(Ken Silva, Headline USA) Video games used to be a safe space for young men to express themselves, but the U.S. government is now treating them as terrorist breeding grounds.
A Feb. 28 report from the Government Accountability Office gives the latest insight on how U.S. agencies are infiltrating gaming servers, revealing that the FBI increased its efforts towards that end in 2023.
“Officials said in 2023, the FBI worked to increase engagement with gaming and gaming-adjacent companies for the annual meeting and on outreach efforts with the program manager. Officials said that as the FBI works with more companies, it continues to learn how companies operate, the type of behavior and content companies see on their platforms, and the extent to which companies report information as tips,” the GAO report said.

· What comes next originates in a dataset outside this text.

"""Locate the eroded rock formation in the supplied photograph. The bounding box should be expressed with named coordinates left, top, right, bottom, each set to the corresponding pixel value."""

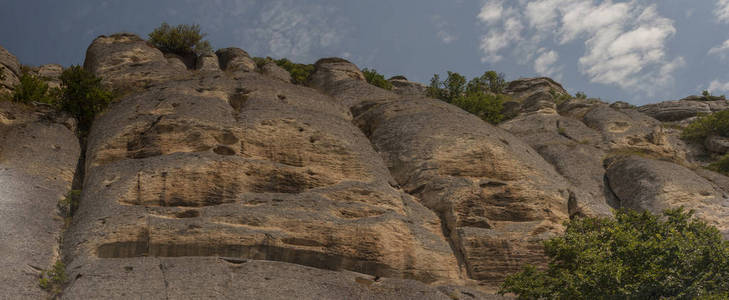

The GAO didn’t chastise the FBI for its efforts to monitor gamers, but said the bureau should have a strategy for identifying companies to engage with and the goals and desired outcomes of those engagements.
The GAO cites several extremist attacks that were allegedly plotted or fomented on gaming platforms.
For instance, the May 2022 Buffalo mass shooter livestreamed his attack on a video streaming platform. However, the GAO report didn’t mention that the shooter was talking to a with a “retired federal agent”—which, along with raising alarming questions about that attack, shows that the government has already been monitoring gamers for years.
The GAO report also implausibly alleged that the Jan. 6, 2021, Capitol Hill uprising was planned on gaming platforms—even though the Justice Department hasn’t revealed evidence of that.
“For example, according to a National Fusion Center Association official, social media users plotting the January 6, 2021 attack on the U.S. Capitol used code words for weapons, so they could covertly discuss plans to bring weapons to the Capitol,” the report said, failing to provide evidence for this claim.
While the FBI and other agencies said mass surveillance of gamers is necessary to prevent terrorism, an alternative motive was revealed last year. NBC News reported last April that the Biden administration was increasing its surveillance of gamers in response to classified Pentagon documents that were leaked onto a Discord server.
Citing an anonymous administration official and a congressional official who was briefed on the matter, NBC News reported at the time that the Biden White House is “looking at expanding the universe of online sites that intelligence agencies and law enforcement authorities track.”
NBC News also quoted former NSA top lawyer Glenn Gerstell, who claimed that “we do not have nor do we want a system where the United States government monitors private internet chats.”